Rosemary Bryant Mariner (then Rosemary B. Conatser) joined the United States Navy in 1973 after being selected as one of the first eight women to enter U.S. Navy pilot training. She completed Officer Candidate School in Newport, RI, then headed to Naval Air Station Pensacola, Florida for basic flight training. She was designated a Naval Aviator in June 1974 and became one of the first six women to earn their wings as a United States Naval Aviator, alongside Barbara Allen Rainey, Jane Skiles O'Dea, Judith Ann Neuffer, Ana Marie Fuqua, and Joellen Drag. In 1975, Mariner was one of the first female military aviators to fly a tactical strike aircraft, a single seat A-4L Skyhawk.
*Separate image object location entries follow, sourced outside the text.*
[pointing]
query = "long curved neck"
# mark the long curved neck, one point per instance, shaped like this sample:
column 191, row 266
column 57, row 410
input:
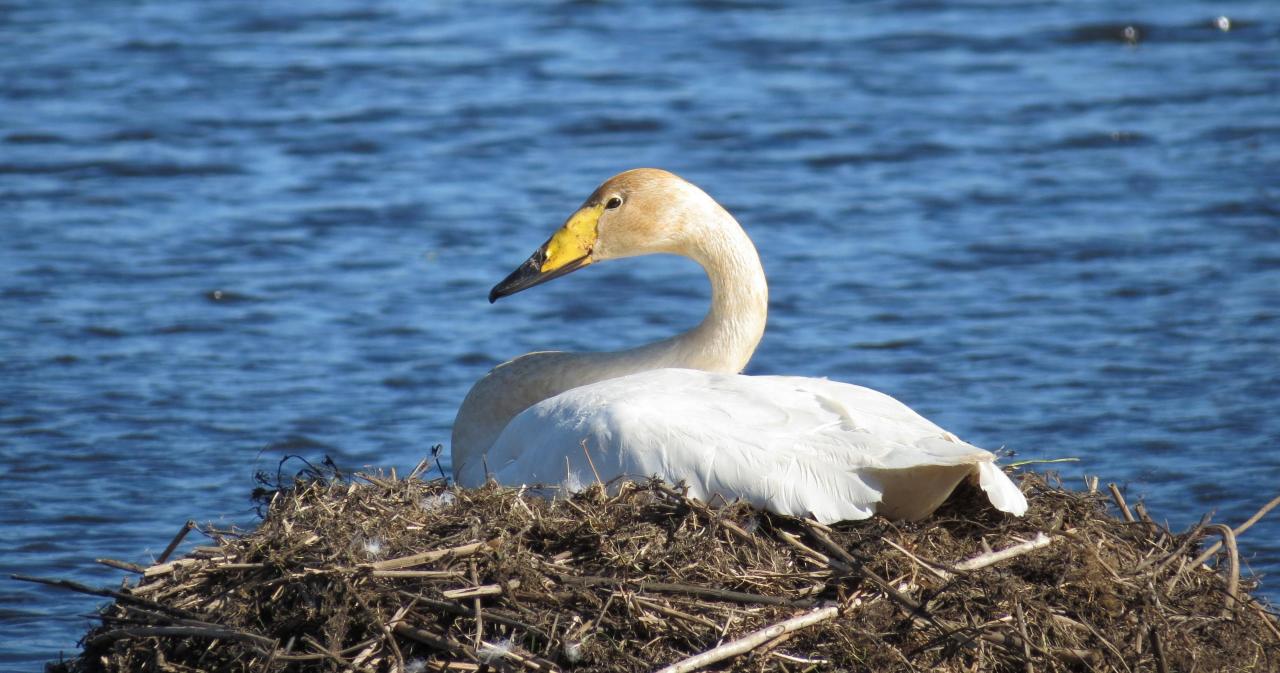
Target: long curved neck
column 727, row 337
column 723, row 342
In 1976, she transitioned to the A-7E Corsair II, making her the first woman to fly a front-line tactical strike aircraft.

During a ship's company assignment, Mariner earned a dual-designation as a Surface Warfare Officer aboard the training aircraft carrier USS Lexington in 1984, after becoming the first female aviator assigned to an aircraft carrier in 1982.

In 1987, Mariner became the first woman screened for command of an aviation unit in the U.S. Navy. In 1990, she became the first woman to command an aviation squadron in the Navy and was selected for major aviation shore command. During Operation Desert Storm, she commanded Tactical Electronic Warfare Squadron Thirty Four (VAQ-34), flying the EA-7L and A-7E in Fleet training exercises. Mariner was president of Women Military Aviators, Inc. from 1991 to 1993, helping lead the removal of restrictions on military women flying in combat. In April 1993, when Secretary of Defense Les Aspin removed restrictions on female pilots flying combat missions, Mariner, along with Jane Skiles O'Dea, Commander Lin Hutton, and Naval Reserve Commander Joellen Oslund, was one of the first female aviators selected for promotion to captain in the U.S. Navy.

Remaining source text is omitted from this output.